I know this is old news, but I didn’t get a chance to comment on this at the time, and B.J.’s recent post about Ann Coulter reminded me of it again….

The Journal Star was all out of sorts on Thursday when syndicated columnist Leonard Pitts said in his column that Ann Coulter’s book “plays in Peoria.” They were so incensed, you would have thought the guy personally called up the editorial board and told them, “eh, your mother wears army boots.”

My advice to the PJS: let it go. He wasn’t talking about Peoria, Illinois, or the fine people who live here. The Miami-based Pitts probably can’t even readily locate Peoria on a map. “Does it play in Peoria?” is just a generic phrase that means “does it appeal to mainstream America?”

The JS said, “We tried to reach Pitts, without success.” Thank goodness! I hope they stopped trying. Can we please stop embarrassing ourselves by attempting to cleanse the English language of this phrase? Does the Indianapolis Star get incensed every time someone in Missouri uses “Hoosier” in a derogatory manner?

Pitts isn’t hurting Peoria’s reputation. Journal Star columnist Phil Luciano did more to embarrass Peoria when he appeared on the nationally-broadcast “Michael Feldman’s Whad’Ya Know” program on NPR in 2000 (“Peoria is 20 road houses and a strip joint”), but I don’t remember any hue and cry over that in the editorial page….

One thought on “Don’t take it so personally, PJS”

  1. ““Does it play in Peoria?” is just a generic phrase that means “does it appeal to mainstream America?””

    That’s actually what was annoying about it – he was using “plays in Peoria” to describe something that was DIVISIVE, not mainstream.
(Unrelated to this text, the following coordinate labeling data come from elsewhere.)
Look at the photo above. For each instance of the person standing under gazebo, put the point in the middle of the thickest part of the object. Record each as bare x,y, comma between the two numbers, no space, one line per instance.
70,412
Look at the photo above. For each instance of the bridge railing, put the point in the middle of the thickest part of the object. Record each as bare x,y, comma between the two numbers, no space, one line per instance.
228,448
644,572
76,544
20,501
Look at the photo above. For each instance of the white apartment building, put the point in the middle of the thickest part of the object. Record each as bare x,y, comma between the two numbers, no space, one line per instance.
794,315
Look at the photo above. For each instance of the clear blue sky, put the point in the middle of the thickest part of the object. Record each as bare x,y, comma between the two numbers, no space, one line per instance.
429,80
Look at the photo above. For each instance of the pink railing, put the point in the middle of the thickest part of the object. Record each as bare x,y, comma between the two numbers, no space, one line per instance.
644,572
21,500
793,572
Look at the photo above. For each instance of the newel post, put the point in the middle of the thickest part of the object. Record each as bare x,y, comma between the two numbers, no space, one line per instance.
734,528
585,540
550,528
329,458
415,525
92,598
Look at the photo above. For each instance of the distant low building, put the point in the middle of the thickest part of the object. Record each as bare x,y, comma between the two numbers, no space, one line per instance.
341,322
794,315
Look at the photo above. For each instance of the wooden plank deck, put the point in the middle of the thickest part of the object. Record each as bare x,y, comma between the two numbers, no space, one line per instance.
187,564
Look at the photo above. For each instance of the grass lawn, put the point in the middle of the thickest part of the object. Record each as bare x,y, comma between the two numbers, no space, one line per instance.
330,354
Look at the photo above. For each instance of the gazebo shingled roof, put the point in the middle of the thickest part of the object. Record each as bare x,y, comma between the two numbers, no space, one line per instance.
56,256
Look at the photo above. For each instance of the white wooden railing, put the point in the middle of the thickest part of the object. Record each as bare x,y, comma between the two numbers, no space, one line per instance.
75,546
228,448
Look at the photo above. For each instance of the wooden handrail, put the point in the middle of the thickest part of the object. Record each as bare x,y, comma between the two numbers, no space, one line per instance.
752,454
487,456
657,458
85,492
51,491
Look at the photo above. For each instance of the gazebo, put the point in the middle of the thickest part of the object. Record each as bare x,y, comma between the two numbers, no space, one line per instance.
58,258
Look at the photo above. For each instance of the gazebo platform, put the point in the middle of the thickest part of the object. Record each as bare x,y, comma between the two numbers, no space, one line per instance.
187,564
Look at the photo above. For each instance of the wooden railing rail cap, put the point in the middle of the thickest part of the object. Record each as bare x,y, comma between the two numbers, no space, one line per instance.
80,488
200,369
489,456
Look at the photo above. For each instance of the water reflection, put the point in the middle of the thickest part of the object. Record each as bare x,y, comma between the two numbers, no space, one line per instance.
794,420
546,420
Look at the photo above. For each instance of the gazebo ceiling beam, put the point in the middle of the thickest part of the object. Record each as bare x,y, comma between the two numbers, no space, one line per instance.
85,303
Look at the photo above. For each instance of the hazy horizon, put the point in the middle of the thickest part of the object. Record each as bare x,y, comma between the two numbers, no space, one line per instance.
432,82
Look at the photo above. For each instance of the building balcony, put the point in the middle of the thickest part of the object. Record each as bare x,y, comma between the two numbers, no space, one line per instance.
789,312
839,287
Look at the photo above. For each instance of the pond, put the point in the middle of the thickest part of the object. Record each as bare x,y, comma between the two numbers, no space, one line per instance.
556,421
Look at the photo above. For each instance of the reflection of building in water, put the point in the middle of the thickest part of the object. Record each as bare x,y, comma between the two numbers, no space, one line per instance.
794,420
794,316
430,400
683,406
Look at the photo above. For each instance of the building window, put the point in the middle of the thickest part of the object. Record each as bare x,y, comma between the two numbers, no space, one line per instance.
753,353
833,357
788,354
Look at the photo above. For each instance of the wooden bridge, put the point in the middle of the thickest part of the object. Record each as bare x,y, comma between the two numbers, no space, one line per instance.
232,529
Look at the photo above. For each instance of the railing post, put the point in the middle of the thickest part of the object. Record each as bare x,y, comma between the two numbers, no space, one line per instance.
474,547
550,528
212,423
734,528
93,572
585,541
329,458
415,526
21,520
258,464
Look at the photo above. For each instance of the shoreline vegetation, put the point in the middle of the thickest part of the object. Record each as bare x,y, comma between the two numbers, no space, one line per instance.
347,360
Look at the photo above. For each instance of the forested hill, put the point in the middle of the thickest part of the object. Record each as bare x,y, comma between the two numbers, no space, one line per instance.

If he was going to use the phrase, he ought to have used it right.

    Also: “The Miami-based Pitts probably can’t even readily locate Peoria on a map.”

    This has driven me crazy for YEARS. It always drove me nuts to be in Europe and have someone get really offended that I’d not heard of their tiny town where Charlemagne’s horse tripped (okay, that was at the Grossmunster in Zurich, but you get my point) and go on and on about how Americans know no geography and are so poorly educated, and then when I said I was from Chicago they’d be like, “what’s that?” or “near Orlando?”

    I guess being in flyover country at least keeps the annoying coastal people from moving here. 😛 Except for Mr. McGee, of course.